Stalls are a mix of professional food trucks, locals selling all manner of concoctions and clubs, organisations and schools running fundraisers.

The boyfriend and I joined my Hoki-based aunt and cousin for what was a blimmin’ good day in the sun.

Live music played all day, with incredible local reggae, roots and rock band Nekta, Shihad frontman Jon Toogood’s solo set and Ladyhawke keeping the crowd entertained as they munched, chomped and imbibed through the hours.

And the team from The Hits had the crowd cracking up, sending night show host Brin out into the wilderness to try his share of bugs and the like - all beamed onto the big screen throughout the day.

We eased into our “must-try” list with a shot of Red Bull containing a pickled garden worm.

Then we meandered past the offerings of venison wraps/burgers/kebabs, dumplings, kava and barbecue to the more off-piste menu items.

Mountain oysters ... never again. Photo: Anna Leask / NZ Herald
Mountain oysters ... never again. Photo: Anna Leask / NZ Herald
Nachos made with Himalayan tahr - tahrco’s, if you please - were an old favourite with a gamey twist.

Locusts two ways - deep-fried or in a jelly shot. The former was “just crunchy and easy to eat”, while the latter took me three or four attempts to “shot” given it was huge and its eyes kept staring at me...

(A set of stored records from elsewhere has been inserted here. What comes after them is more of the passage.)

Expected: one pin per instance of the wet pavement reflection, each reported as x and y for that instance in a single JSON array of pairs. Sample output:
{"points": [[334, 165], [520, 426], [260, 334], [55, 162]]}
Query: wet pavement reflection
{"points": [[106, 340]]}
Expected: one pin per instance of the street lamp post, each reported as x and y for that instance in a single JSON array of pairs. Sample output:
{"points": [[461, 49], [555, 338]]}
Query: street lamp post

A BugTime cookie with real chunks of cricket, roasted mealworms and chocolate-dipped bugs were all surprisingly tasty and marked down as “would do agains”.

Snails - garlicky and delicious to me, but “kinda like warm snot” to others around the stall, eliciting squeals from teenage girls as they hooked the slimy wee beggars out of their curly shells with toothpicks.

Huhu grubs were another offering I quite enjoyed, a little peanut-buttery, a little cashew-esque. Some punters braved the big fat live grubs, but after hearing a guy in front of us in the queue regale his girlfriend with his dramatic “bite” story, we opted for the non-living version.

As an aside, watching the guys harvest the grubs from pieces of wood was also pretty fascinating. The process of thumping the wood to dislodge the wiggly critters then pulling them out in one piece drew a pretty good crowd throughout the day.

A punter tries to hold down her lunch at the Hokitika Wildfoods Festival. Photo: Geoff Sloan
A punter tries to hold down her lunch at the Hokitika Wildfoods Festival. Photo: Geoff Sloan
Our favourite creation of the day was another wild take on some of our personal faves.

The smoked wild goat birria taco and dipping broth was one of the most amazingly flavoured things I have ever eaten in my life.

And the boy was a big fan of the smoked pulled beef brisket bao bun, served with huhu grub aioli.

We also sampled a venison burger with “foraged components”, Hungarian fried bread, and an absolute five-star wild highland beef and milk stout pie from the famed West Coast Pie company.

“They are literally the best pies I have ever had in my whole life,” one festival-goer in his 20s babbled next to me.

There were countless options and there was no way we could get through them all, but by the end of the day most stallholders looked like they’d sold out or come pretty close to it.

The natural fruit icecream, Dutch donut, wallaby kebab and seafood stalls - particularly anywhere with paua (fritters, creamed, dumplings, shots or pickled all in the mix) - had people queueing all day.

And the stall offering pretzels with venison blood aioli, among other wild takes on everyday kai, was booming all day.

By the end of the day, we were stuffed, sunned and stoked we’d managed to find all the strange and wacky things we’d wanted to try.

It was a fantastic day and a “must-do” for all Kiwis who want to be a little more adventurous with their lunches.